Derry’s new wave of businesses back Fort George retail park proposals

Kevin Pyke (right), founder of Pyke and Pommes, with Chef Paul Barrett.
Kevin Pyke (right), founder of Pyke and Pommes, with Chef Paul Barrett.

Those behind Derry’s new wave of homegrown businesses have expressed their backing for a BoxPark type development at Fort George.

Many existing businesses and aspiring entrepreneurs have said they would be keen to base themselves from a unit at such a facility at the former army barracks site, which is now in public ownership.

Ben Holly, founder Wild Atlantic Wave, and Jake Gallagher from The Derry Barber Company.

Ben Holly, founder Wild Atlantic Wave, and Jake Gallagher from The Derry Barber Company.

Kevin Pyke, founder of Pyke ‘N’ Pommes along Derry’s quay said the project, which would consist of large shipping containers similar to their current premises, was “a super idea” which would add a new element to the city for local people and the growing number of tourists coming here.

Kevin (40) whose business has grown since he started along the quayside in April 2013 with a van to now include Blackbird in the summer of 2016, said: “It’s a cracker. It works in other countries and I think bringing creative people together in the one hub makes sense too.

“From barbering to eating to surfing, we could bring people in that don’t have any direction, and have 15 different trades down here under one set-up and all the guys like ourselves are willing to put a bit of time in to share a bit of knowledge. I would love to get involved.

“The teenagers, by the time they are 16/ 17 they have nothing to do here, they have no direction so they either make wrong decisions or they skip out of town.
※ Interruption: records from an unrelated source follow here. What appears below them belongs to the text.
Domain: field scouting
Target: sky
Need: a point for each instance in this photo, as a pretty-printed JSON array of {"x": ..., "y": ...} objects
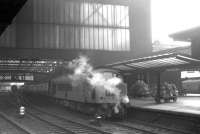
[{"x": 171, "y": 16}]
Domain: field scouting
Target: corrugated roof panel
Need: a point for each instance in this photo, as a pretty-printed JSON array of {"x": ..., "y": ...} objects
[
  {"x": 158, "y": 63},
  {"x": 123, "y": 67}
]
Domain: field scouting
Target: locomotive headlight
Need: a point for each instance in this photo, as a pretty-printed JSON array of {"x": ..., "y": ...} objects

This could generate 100 jobs.”

Ronan Stewart, co-founder of Roco in Derry.

Ronan Stewart, co-founder of Roco in Derry.

He added that he was able to start up Pyke ’N’ Pommes with an investment of £10,000. “If you have got a wee idea it doesn’t have to cost you £100,000,” he said,

Jake Gallagher (26) The Derry Barber Company is also interested in taking a unit in a new BoxPark and said it expand upon what the city and its quayside have to offer.

He said: “With B&M there and the new Home Bargains opening up in the area there will be a lot of passing traffic, and there is a lot of parking down here.

“I’ve moved away, I’ve done the whole living in Australia, and I thought it was the end of the world coming back, I was dreading it, but the work you are in makes the place that you are in, and the Derry Barber Company recognised my skills and gave me a start when I came home.”

Jake said many of the staff there had trained on the premises at what is now one of the busiest barber shops in the town, adding that he would like to see more indigenous businesses being developed by local people, which would, in turn, generate employment.

“There is only so much young people in the town can learn in a college or recruitment agency, they do good work, but they need that experience in the industry, see how a shop works. If you had a facility you could train them up and then they are ready to walk into any place.”

He added that Fort George has “got the space, got the potential, it just needs the backing and go ahead”.

Fellow Derry man Ben Holly (27) said the BoxPark would be the ideal location for his plans for a base for his Wild Atlantic Wave surfing school business.

“As someone who has been travelling for the past five years I don’t have much capital so this would give me a head start; a foot up, somewhere central.”

Ben has big plans to have premises in Derry and take surfing students to Donegal.

“It would give me a chance to develop the business as a tourism package,” he said.

“We have tens of thousands of tourists coming to Derry every year and there is not really any outlet to bring them from Derry to Donegal. They all operate in their areas and you have to go to that area. Portrush and Bundoran are absolutely based on their surf tourism, and Derry is based on its tourism but doesn’t take into regard the fastest-growing sport in Ireland at the minute.

“You’d be linking with local hostels, hotels, accommodation, food, nights out.

“One of the biggest clients I would have if was set-up is going to be hen parties and stag parties and corporate bonding so it’s not people coming for the one day - it’s people coming for the weekend.

“There would also be a lot of trying to work with the disabled and with schools.”

Ben said he believed this was something the local council and other tourism bodies could get behind.

He added: “I have got a few younger surfers I would know that wouldn’t have summer jobs so I would pay for them to do their training and employ them for a while, give them a chance. It’s something I would have loved to do when I was younger.”

Ronan Stewart, co-founder of RoCo eco-organic hair and beauty business, based on the quayside, said he believed the area along the quay was central to Derry’s future and said a BoxPark would be an excellent addition to that, particularly for young people who might be trained there.

Ronan, whose company runs an apprenticeship scheme to give young people a chance to hone their skills, said: “This would encourage young people and show them there is something they can do in Derry.

“I would give a lot of talks to schools and there is this mindset that they need to get out of Derry as quick as possible, they really think there is nothing out there so if they see things like this happening, it would prove to them it can be done.

“It’s about encouraging them young ones and hopefully it will act as a catalyst for them.”